My dad gave me an old marantz 1250 amp when I was younger, and it works fine, the only trouble is a bunch of static builds up in the dials over time. My dad, not being an experience electrician, usually takes it to somebody to fix it. I currently study audio engineering/acoustics and I am very interested in getting inside and fixing it myself. Could anyone recommend me any resources or tips for cleaning it myself?

edit: unfortunately I can't post a link to the exact model since I'm under 5 posts. There are some good images on google if you just type in marantz 1250


----------



## robbo266317 (Sep 22, 2008)

Welcome aboard.

It sounds like they used contact treatment oil. 
This usually comes in a spray can with a nozzle attachment that allows you to squirt it inside the controls. 
Keep in mind that the controls don't last forever and will eventually need replacing by a technician.

Cheers,
Bill.


----------



## lcaillo (May 2, 2006)

Welcome to Home Theater Shack. We hope that you will become part of the HTS community and enjoy both contributing to help others and find value in what others have posted.

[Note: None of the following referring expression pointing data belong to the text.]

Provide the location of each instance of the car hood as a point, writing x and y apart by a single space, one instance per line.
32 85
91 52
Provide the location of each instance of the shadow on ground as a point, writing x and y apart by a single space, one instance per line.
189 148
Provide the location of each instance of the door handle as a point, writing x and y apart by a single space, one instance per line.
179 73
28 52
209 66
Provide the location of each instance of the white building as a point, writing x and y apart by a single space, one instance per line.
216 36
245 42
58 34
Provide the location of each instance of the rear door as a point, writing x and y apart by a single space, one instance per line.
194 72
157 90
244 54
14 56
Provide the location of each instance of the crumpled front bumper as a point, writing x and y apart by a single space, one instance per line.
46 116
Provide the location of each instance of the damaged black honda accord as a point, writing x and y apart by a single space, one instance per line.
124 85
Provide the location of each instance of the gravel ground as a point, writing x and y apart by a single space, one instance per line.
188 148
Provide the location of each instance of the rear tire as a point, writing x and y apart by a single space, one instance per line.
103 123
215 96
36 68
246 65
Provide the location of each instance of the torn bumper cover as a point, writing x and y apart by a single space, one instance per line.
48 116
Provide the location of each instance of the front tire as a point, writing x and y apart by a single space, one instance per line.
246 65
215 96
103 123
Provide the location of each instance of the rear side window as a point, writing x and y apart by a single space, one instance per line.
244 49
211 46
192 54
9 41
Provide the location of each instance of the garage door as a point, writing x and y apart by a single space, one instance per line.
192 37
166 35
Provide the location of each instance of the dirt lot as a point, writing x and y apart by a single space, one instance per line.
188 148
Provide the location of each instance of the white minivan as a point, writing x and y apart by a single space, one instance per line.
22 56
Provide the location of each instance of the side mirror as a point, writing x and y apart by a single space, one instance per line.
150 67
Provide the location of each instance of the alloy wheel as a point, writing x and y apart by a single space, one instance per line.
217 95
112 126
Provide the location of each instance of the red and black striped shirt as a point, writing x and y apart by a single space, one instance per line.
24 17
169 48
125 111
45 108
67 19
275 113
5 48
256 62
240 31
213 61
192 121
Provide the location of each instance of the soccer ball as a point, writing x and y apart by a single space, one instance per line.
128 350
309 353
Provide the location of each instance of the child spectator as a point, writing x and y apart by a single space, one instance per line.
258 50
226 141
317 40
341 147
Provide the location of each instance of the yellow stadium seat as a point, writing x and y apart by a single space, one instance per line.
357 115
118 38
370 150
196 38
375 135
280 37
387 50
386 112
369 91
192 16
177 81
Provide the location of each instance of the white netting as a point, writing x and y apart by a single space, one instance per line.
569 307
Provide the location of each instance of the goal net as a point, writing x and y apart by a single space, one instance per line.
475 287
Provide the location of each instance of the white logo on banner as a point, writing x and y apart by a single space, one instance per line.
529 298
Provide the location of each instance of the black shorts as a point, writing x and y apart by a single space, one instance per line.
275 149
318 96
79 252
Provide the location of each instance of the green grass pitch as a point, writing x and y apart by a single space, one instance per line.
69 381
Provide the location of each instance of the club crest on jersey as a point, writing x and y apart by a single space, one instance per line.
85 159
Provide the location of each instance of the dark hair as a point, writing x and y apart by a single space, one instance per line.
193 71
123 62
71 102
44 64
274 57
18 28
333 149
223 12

Start by just using the controls...work them back and forth repeatedly over their full range repeatedly and many self clean. If you need a cleaner for contact controls use deoxit. For the tuner user a tuner cleaner that does not have the oil in it that deoxit has.


----------



## Zeitgeist (Apr 4, 2009)

lcaillo said:


> Start by just using the controls...work them back and forth repeatedly over their full range repeatedly and many self clean. If you need a cleaner for contact controls use deoxit. For the tuner user a tuner cleaner that does not have the oil in it that deoxit has.


I didn't know that deoxit has oil in it.

Good to know..


----------